The Mississippian Lime is a highly statistical play and some variability in average well results from quarter-to-quarter is to be expected. Besides, the company's press release states that production from 12 high-volume wells was deferred during the quarter due to production outperforming gas infrastructure capacity. Importantly however, the weak quarter-on-quarter growth in Q3 vividly highlights the challenge of offsetting steep production declines from existing Mississippian wells in SandRidge's portfolio, even when using significant amount of drilling capital.

In the context of visibly weaker average well results during the quarter and poor sequential growth, the company's comment in the press release is truly surprising:

James Bennett, SandRidge's Chief Executive Officer and President, commented, "Over the last couple of quarters, we have pursued several key themes operationally - being more efficient with our capital, consistent Mississippian production growth, reducing our costs, and identifying new opportunities. We believe we are hitting the mark on all of these. Through successful high grading efforts and operational improvements, we have increased Mississippian production from the second quarter even while reducing our rig count by 15%, again delivering more production for less capital…"

Disclaimer: Opinions expressed herein by the author are not an investment recommendation and are not meant to be relied upon in investment decisions.
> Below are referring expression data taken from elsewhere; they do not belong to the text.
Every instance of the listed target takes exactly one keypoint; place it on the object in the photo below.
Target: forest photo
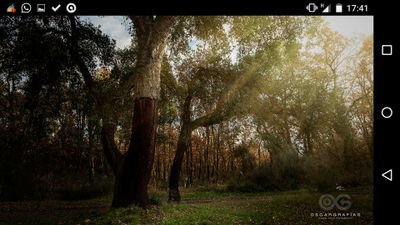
(186, 120)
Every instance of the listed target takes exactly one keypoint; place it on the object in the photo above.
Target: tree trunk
(134, 172)
(183, 145)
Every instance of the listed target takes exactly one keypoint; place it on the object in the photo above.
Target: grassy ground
(205, 207)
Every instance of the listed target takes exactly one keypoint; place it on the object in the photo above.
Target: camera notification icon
(312, 7)
(26, 8)
(41, 7)
(71, 8)
(387, 49)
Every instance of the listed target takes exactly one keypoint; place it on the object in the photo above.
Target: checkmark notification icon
(56, 8)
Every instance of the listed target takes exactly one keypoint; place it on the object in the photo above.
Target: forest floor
(197, 207)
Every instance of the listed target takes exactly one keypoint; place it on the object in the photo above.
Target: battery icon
(339, 8)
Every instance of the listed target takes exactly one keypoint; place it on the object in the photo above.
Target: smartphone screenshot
(198, 112)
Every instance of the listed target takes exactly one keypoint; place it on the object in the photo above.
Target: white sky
(118, 28)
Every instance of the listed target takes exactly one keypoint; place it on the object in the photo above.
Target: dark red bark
(183, 145)
(134, 172)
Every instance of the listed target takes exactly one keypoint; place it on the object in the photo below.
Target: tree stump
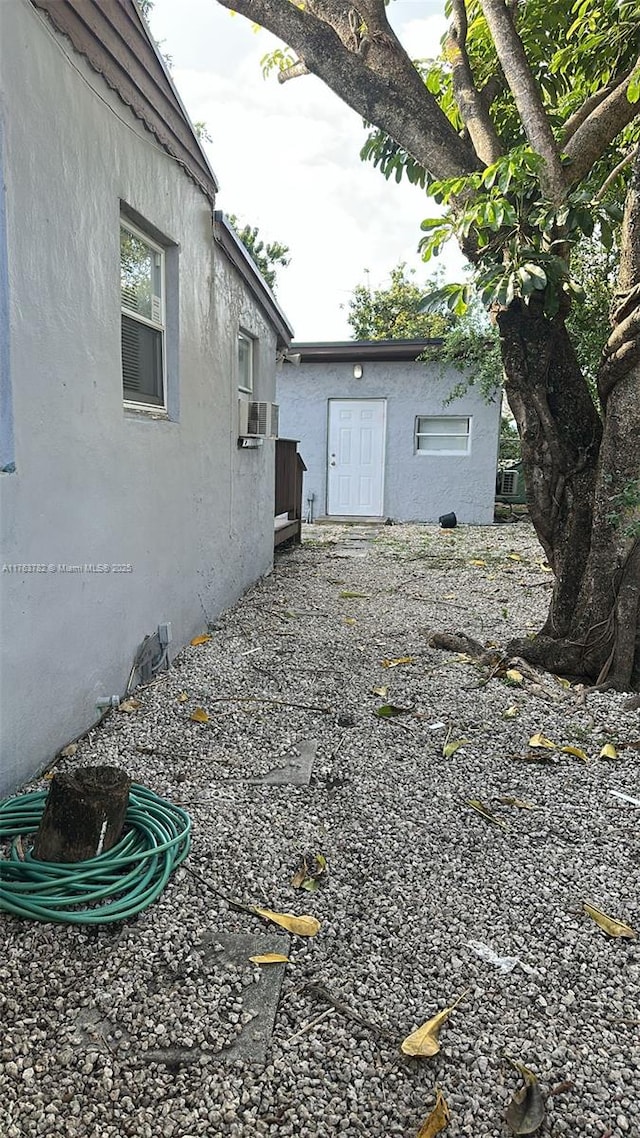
(83, 815)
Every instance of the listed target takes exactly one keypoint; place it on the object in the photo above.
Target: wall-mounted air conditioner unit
(257, 420)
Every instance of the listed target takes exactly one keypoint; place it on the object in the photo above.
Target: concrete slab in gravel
(297, 768)
(259, 999)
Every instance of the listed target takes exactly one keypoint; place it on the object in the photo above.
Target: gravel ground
(417, 879)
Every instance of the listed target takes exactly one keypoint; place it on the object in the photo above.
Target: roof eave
(226, 236)
(350, 351)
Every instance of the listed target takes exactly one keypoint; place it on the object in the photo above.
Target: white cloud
(287, 161)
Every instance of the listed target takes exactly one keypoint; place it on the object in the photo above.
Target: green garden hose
(111, 887)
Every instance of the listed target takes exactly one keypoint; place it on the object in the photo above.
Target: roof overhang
(352, 351)
(229, 241)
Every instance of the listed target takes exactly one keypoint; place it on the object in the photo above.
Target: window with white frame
(443, 435)
(245, 361)
(142, 299)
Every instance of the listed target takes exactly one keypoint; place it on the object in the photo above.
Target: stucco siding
(418, 486)
(96, 485)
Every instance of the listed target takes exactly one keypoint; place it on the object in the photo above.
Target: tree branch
(598, 130)
(472, 107)
(391, 97)
(617, 170)
(526, 95)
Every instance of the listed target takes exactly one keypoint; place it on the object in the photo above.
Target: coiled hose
(112, 887)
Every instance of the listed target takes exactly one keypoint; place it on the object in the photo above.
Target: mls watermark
(87, 567)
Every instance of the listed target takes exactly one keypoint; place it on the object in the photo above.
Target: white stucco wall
(97, 485)
(418, 486)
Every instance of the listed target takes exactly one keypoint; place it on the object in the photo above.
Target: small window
(245, 362)
(442, 435)
(142, 288)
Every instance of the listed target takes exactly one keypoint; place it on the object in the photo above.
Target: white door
(357, 458)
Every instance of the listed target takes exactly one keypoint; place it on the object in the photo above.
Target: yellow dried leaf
(450, 749)
(540, 740)
(575, 750)
(130, 706)
(425, 1041)
(269, 958)
(612, 926)
(300, 926)
(525, 1113)
(514, 676)
(437, 1120)
(198, 715)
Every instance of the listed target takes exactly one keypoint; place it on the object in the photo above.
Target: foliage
(595, 269)
(264, 256)
(394, 312)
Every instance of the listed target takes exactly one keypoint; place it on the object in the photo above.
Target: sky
(286, 157)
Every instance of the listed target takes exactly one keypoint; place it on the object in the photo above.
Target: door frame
(357, 398)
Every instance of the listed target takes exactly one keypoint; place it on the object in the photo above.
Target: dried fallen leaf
(198, 715)
(129, 706)
(485, 813)
(540, 740)
(300, 926)
(388, 710)
(525, 1112)
(450, 749)
(424, 1041)
(608, 924)
(575, 750)
(437, 1119)
(311, 867)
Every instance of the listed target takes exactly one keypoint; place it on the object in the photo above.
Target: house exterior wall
(418, 486)
(173, 501)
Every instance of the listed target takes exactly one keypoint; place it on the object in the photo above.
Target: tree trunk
(560, 434)
(593, 626)
(84, 814)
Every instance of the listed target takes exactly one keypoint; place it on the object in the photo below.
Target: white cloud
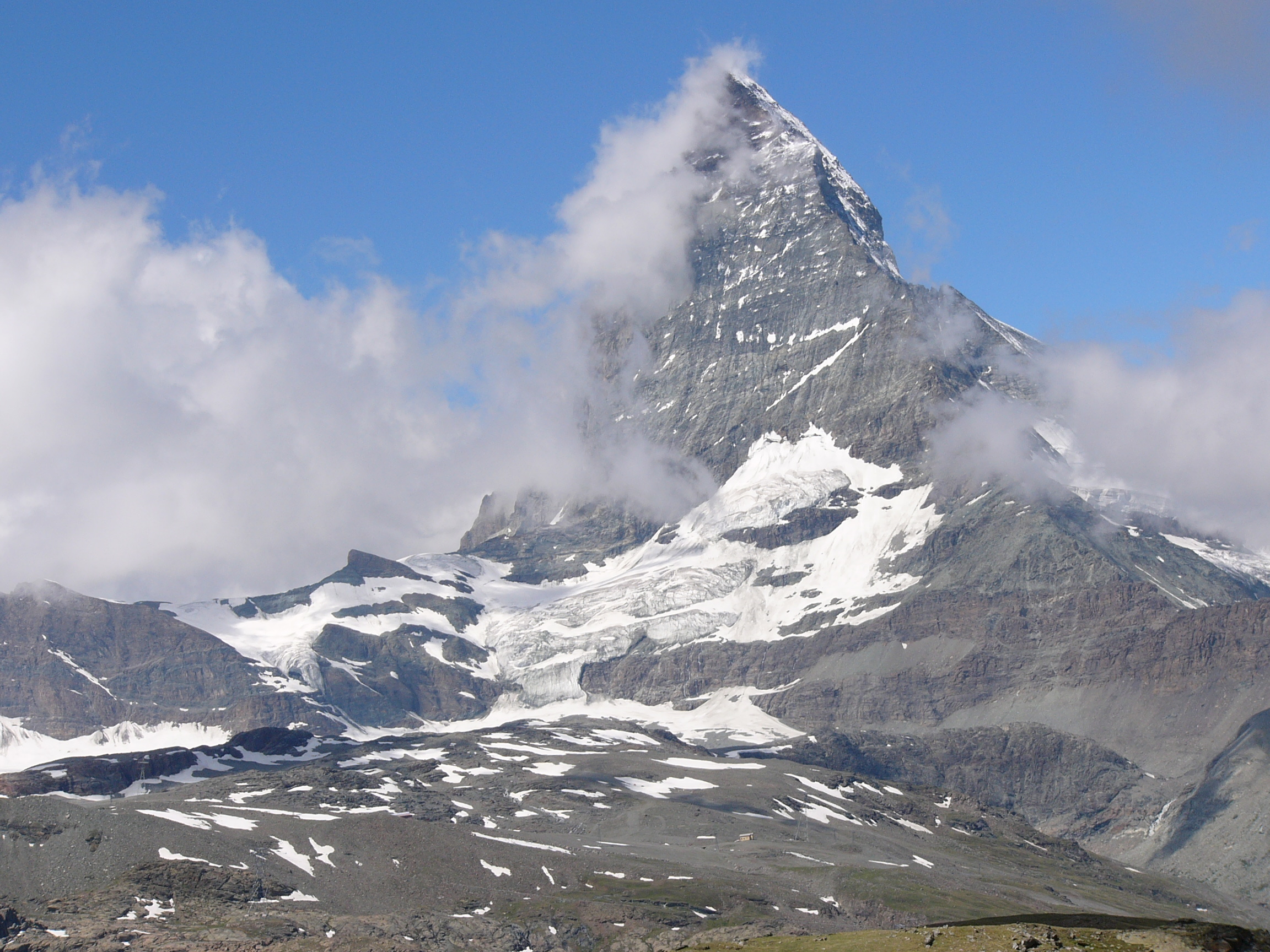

The author is not acting in an investment advisor capacity. This is not an investment research report. The author's opinions expressed herein address only select aspects of potential investment in securities of the companies mentioned and cannot be a substitute for comprehensive investment analysis. Any analysis presented herein is illustrative in nature, limited in scope, based on an incomplete set of information, and has limitations to its accuracy. The author recommends that potential and existing investors conduct thorough investment research of their own, including detailed review of the companies' SEC filings, and consult a qualified investment advisor. The information upon which this material is based was obtained from sources believed to be reliable, but has not been independently verified. Therefore, the author cannot guarantee its accuracy. Any opinions or estimates constitute the author's best judgment as of the date of publication, and are subject to change without notice.

Disclosure: I have no positions in any stocks mentioned, and no plans to initiate any positions within the next 72 hours. I wrote this article myself, and it expresses my own opinions. I am not receiving compensation for it (other than from Seeking Alpha). I have no business relationship with any company whose stock is mentioned in this article.